For most of its history, the US has needed external enemies when, in fact, its most formidable enemies are domestic. The homegrown terrorists who participated in the 6 January violence at the US Capitol, egged on by a deranged malignant narcissist-in-chief and dictator wannabe, are Exhibit A. (I discuss other internal enemies in this recent essay Trumpism is Exactly Who Many of US Are.)
I discuss related issues in this 2019 essay entitled The Metamorphosis of International Students Into Honorary US Nationalists: a View from Viet Nam. Speaking of CSIS, one of the stories I tell is about a young US-educated Vietnamese woman by the name of Chau Hoang with very close ties – nod & wink – to Fulbright University Vietnam’s (FUV) leadership who did the bidding of CSIS and the FUV/Harvard crowd by writing this blog post: In Debate over Bob Kerrey’s Wartime Role, Vietnam Confronts its Past Demons. (In case you’re just tuning in, here’s my 2016 University World News article about the disgrace that was the appointment of self-proclaimed war criminal, Bob Kerrey, as chairman of the FUV board of trustees.
The purpose of international exchange is best expressed in this quote by J. William Fulbright: There is nothing obscure about the objectives of educational exchange. Its purpose is to acquaint Americans with the world as it is and to acquaint students and scholars from many lands with America as it is – not as we wish it were or as we might wish foreigners to see it, but exactly as it is… A lot of foreigners who travel to the US, including those who study there, don’t like everything they see, hear, and experience. Many do not become friends of the USA, i.e., its government. That is as it should be. International exchange is not a charm offensive; it’s about experiencing the good, the bad, and the ugly and drawing one’s own conclusions.

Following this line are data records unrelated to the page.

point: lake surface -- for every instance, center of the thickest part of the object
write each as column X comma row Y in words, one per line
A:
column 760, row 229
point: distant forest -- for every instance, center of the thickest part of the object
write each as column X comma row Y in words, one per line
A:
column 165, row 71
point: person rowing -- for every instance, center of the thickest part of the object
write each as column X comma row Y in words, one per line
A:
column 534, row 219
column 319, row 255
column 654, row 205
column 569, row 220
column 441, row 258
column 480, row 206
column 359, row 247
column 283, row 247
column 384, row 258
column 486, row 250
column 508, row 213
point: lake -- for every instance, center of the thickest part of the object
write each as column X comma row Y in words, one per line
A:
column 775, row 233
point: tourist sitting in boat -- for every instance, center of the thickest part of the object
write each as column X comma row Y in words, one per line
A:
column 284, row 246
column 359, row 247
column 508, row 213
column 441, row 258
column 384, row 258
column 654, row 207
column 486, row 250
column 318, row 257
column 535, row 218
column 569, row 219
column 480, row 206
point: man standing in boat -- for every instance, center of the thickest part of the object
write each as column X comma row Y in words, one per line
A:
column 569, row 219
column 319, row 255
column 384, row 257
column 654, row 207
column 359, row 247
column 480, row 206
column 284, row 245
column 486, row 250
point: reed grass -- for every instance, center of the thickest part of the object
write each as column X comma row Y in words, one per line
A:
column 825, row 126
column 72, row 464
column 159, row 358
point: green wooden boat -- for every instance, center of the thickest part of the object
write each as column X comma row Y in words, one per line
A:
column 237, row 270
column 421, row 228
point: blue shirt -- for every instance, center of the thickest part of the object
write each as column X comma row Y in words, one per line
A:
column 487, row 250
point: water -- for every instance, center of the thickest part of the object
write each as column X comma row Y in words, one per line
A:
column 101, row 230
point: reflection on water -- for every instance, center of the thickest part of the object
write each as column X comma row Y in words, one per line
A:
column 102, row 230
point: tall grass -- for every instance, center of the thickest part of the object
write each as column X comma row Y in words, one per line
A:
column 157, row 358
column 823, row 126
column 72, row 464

I also touch on this issue in a 2011 IHE essay about a 2008 diplomatic cable that was leaked from the US Embassy in Hanoi in the pre-Wikileaks era. The cable was about the use of education as a tool (weapon) of soft power in Viet Nam. NAFSA: Association of International Educators, to its discredit and shame, refused to publish it in its International Educator magazine because the then executive director, a one-time state politician, didn’t want to “poke the bear,” a reference to the US State Department. According to a well-placed source, it wasn’t about funding, it was about pissing off someone important at State, pardon my salty language.
My previous employer censored me but that really did involve fear of alienating a USG VIP and possible payback in the form of a funding cut, the greatest fear of a nonprofit that relies heavily on USG funding. That’s the power of the written word, dear reader. It can instill the fear of god (or at least loss of official funding) in the most seasoned and well-educated people. Edward Bulwer-Lytton’s 1839 adage “The pen (keyboard) is mightier than the sword” is alive and well. Freedom of speech in rhetoric only. Cowards, all.